Finance minister said Japan’s finances had “increased in severity to an unprecedented degree as we have compiled supplementary budgets to respond to the coronavirus and similar issues”


Japan's Finance Minister Shunichi Suzuki speaks at a news conference after Japan intervened in the currency market for the first time since 1998 to shore up the battered yen in Tokyo, Japan September 22, 2022. REUTERS/Kim Kyung-Hoon/File Photo
Japan's Finance Minister Shunichi Suzuki speaks at a news conference in Tokyo, September 22, 2022. File photo: Reuters.

 

Japanese Finance Minister Shunichi Suzuki warned on Monday that the country’s finances are becoming increasingly worrying.

His comments come as markets test whether the Bank of Japan can keep interest rates ultra-low and enable the government to service its debt, while inflation is at 41-year highs – double the central bank’s 2% target.

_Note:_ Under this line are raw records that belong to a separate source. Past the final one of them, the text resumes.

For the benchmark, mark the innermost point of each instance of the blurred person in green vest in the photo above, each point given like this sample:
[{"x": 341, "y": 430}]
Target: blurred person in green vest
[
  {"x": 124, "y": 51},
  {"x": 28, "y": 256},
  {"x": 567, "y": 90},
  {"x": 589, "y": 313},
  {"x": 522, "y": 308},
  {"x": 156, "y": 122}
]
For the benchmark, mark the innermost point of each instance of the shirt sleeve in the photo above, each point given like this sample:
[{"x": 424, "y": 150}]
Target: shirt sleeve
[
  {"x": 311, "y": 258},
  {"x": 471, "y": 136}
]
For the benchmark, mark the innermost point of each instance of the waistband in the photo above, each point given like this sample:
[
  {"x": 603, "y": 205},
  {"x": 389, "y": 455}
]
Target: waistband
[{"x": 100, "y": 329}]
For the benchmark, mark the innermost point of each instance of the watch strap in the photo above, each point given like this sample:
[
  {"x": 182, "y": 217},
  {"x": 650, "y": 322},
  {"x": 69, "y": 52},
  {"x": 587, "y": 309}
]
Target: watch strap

The government has been helped by near-zero bond yields, but bond investors have recently sought to break the central bank’s 0.5% cap on the 10-year bond yield.

“Japan’s public finances have increased in severity to an unprecedented degree as we have compiled supplementary budgets to respond to the coronavirus and similar issues,” Suzuki said in a policy speech starting a session of parliament.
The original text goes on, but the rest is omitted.